Конечно, воры отравляли жизнь не только артистам, но и зрителям. 18 октября 1926 года в театре импровизации и художественного чтения «Семперанте», находившемся на углу Тверской и Гнездниковского переулка, какой-то умник срезал ножницами подол платья у сидящей перед ним жены директора одного из московских кинотеатров, а 31 марта 1927 года в Большом театре у приехавшего в нашу страну французского писателя Люка Дюртена вор вырезал карман пиджака и похитил бумажник, в котором находилось 300 долларов.

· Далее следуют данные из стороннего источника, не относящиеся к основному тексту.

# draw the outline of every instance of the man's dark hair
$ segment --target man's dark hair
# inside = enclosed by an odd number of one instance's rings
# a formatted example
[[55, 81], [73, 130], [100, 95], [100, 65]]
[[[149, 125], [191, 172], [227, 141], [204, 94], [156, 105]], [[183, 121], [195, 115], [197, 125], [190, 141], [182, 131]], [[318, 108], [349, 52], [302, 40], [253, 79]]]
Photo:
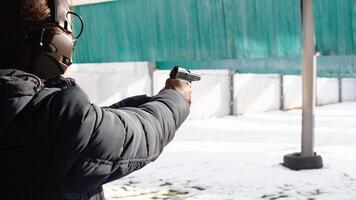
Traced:
[[[49, 20], [47, 0], [5, 0], [0, 6], [0, 68], [16, 67], [28, 48], [24, 31]], [[18, 66], [16, 68], [19, 68]]]
[[2, 4], [2, 17], [19, 26], [43, 22], [50, 14], [47, 0], [5, 0]]

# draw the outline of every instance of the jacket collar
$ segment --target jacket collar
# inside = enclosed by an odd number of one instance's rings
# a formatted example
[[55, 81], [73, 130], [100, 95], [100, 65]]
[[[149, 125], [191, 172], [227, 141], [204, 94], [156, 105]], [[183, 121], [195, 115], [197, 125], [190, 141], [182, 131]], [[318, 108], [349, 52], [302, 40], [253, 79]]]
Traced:
[[40, 78], [16, 69], [0, 69], [0, 100], [33, 96], [43, 88]]

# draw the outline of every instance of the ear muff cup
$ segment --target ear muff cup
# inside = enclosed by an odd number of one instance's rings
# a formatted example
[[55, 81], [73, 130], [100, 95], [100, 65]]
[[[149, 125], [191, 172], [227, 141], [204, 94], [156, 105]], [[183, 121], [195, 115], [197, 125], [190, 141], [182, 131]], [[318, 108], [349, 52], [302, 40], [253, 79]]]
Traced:
[[48, 53], [56, 53], [57, 51], [56, 47], [52, 44], [47, 44], [44, 48], [46, 48], [45, 51]]
[[32, 56], [32, 72], [40, 78], [63, 74], [72, 64], [73, 37], [65, 32], [43, 29]]

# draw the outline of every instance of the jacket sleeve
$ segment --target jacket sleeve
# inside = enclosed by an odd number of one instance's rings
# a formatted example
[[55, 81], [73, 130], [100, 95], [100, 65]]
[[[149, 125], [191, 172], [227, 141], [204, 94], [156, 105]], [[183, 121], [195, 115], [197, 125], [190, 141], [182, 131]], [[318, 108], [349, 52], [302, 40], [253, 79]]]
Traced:
[[147, 95], [138, 95], [138, 96], [133, 96], [133, 97], [128, 97], [122, 101], [119, 101], [111, 106], [109, 108], [122, 108], [122, 107], [138, 107], [141, 106], [142, 104], [145, 104], [147, 102], [151, 101], [151, 97], [148, 97]]
[[52, 127], [54, 163], [65, 163], [66, 169], [57, 169], [58, 182], [68, 191], [88, 191], [154, 161], [189, 114], [187, 100], [175, 90], [117, 109], [90, 104], [80, 89], [57, 98], [66, 106], [55, 111], [61, 117]]

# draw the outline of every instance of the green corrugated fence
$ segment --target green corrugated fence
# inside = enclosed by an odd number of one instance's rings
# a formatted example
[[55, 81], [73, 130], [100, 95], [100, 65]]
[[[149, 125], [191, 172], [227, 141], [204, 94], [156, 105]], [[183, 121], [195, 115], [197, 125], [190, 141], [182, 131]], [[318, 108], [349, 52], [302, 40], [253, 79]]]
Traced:
[[356, 1], [314, 0], [317, 50], [322, 55], [356, 53]]
[[79, 6], [76, 62], [300, 56], [296, 0], [118, 0]]
[[[300, 6], [299, 0], [116, 0], [78, 6], [86, 26], [74, 60], [296, 74]], [[355, 13], [355, 0], [314, 0], [317, 50], [331, 56], [320, 58], [321, 74], [353, 73], [353, 61], [345, 64], [343, 56], [355, 52]]]

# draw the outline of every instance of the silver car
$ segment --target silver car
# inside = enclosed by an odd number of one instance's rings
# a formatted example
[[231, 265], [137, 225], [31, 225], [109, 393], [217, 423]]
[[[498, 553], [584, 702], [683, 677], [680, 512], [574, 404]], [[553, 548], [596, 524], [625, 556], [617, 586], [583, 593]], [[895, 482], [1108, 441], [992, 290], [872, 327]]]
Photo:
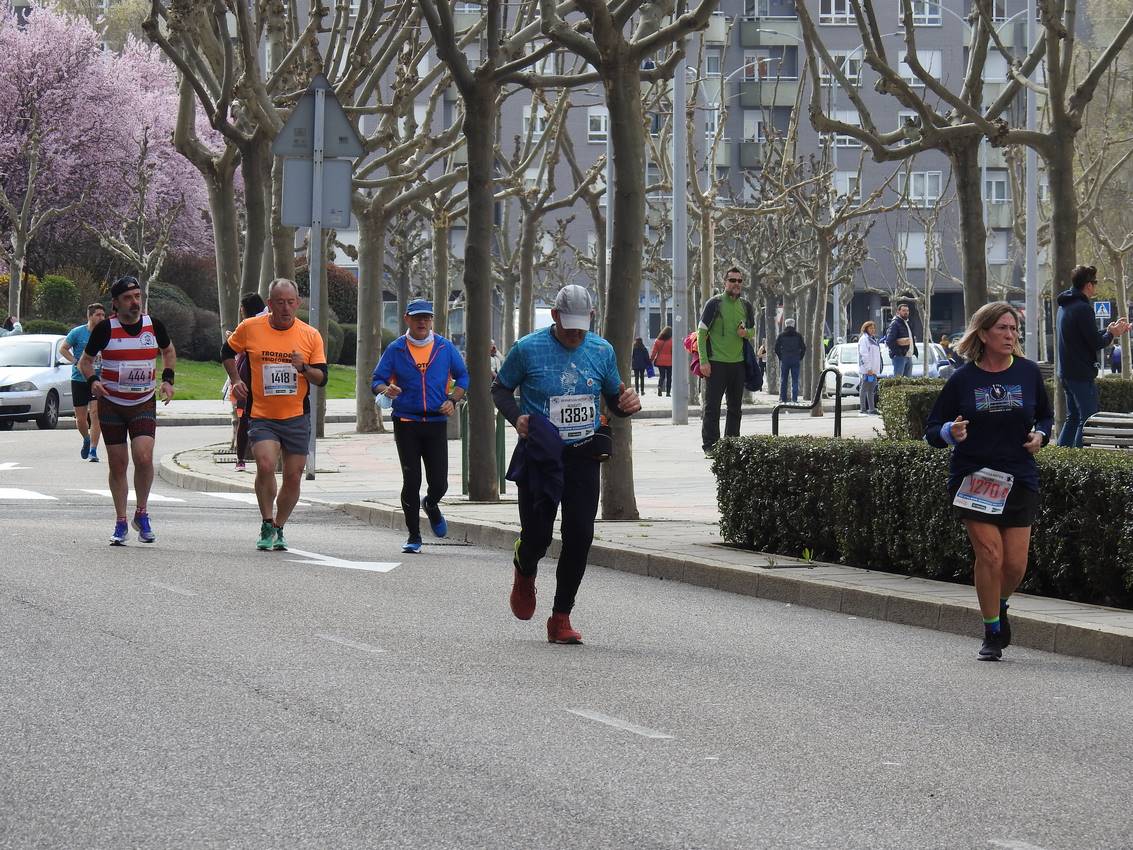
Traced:
[[[913, 361], [913, 377], [919, 378], [924, 375], [924, 345], [917, 346], [920, 355]], [[858, 374], [858, 344], [856, 342], [845, 342], [841, 345], [835, 345], [830, 349], [830, 353], [826, 355], [825, 366], [834, 366], [842, 373], [842, 395], [857, 395], [858, 384], [861, 381], [861, 375]], [[928, 376], [930, 378], [947, 378], [952, 374], [952, 364], [948, 360], [948, 355], [944, 353], [944, 348], [937, 343], [932, 343], [929, 346], [928, 354]], [[889, 349], [884, 343], [881, 345], [881, 377], [893, 377], [893, 360], [889, 357]], [[828, 396], [834, 395], [834, 376], [826, 376], [825, 394]]]
[[0, 339], [0, 431], [35, 420], [54, 428], [62, 413], [74, 413], [71, 364], [59, 354], [66, 337], [18, 334]]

В клубах и кинотеатрах трезвые и пьяные мерзавцы портили людям настроение. Хулиганы, к примеру, терроризировали посетителей клуба МОГЭСа «Красный луч». Находился он в так называемой «Приваловке» — районе грязных узких переулков за зданием МОГЭСа. Другая шайка не давала житья посетителям клуба медико-санитарных работников «Красный Октябрь» у Яузских ворот. Хулиганы занимали чужие места, устраивали драки в зале и вестибюле, избивали людей. Бездействием милиции в отношении нарушителей общественного порядка народ, естественно, был недоволен. Клоуны «Бим-Бом» использовали это недовольство в своем номере. Номер был такой: Бим выкатывал на сцену бочку, в которой сидел Бом, и просил Бома из нее выйти — тот отказывался и требовал, чтобы его об этом попросила публика. Публика просила, аплодировала, но Бом вылезать из бочки отказывался. Он настаивал на том, чтобы все встали, в том числе и «товарищи комиссары». Публика вставала. Тогда Бом вылезал из бочки в форме городового царского времени.
Шутка была по тому времени довольно смелая. Согласно ей получалось, что советские люди соскучились по городовым.
Шло время. Фининспекторы свирепствовали, милиция, хотя и без городовых, усиливала борьбу с ворами и хулиганами, нэп ушел в прошлое. Настало время массовых мероприятий. 8 июня 1929 года в Москве произошло торжественное событие — был открыт Парк культуры и отдыха имени Горького.
В 1936 году парк переживал эпоху своего расцвета. Рядом с Крымским мостом появилась станция метро «Парк культуры». На метро можно было доехать до другого парка, «Сокольники». Издали ЦПКиО имени Горького выделялся двумя сооружениями: «Колесом обозрения» и парашютной вышкой. Смельчаки прыгали с нее, застраховавшись стропами, прикрепленными к башне. Тот, у кого не хватало смелости шагнуть в пустоту, мог спуститься вниз по металлической спирали, сев на коврик.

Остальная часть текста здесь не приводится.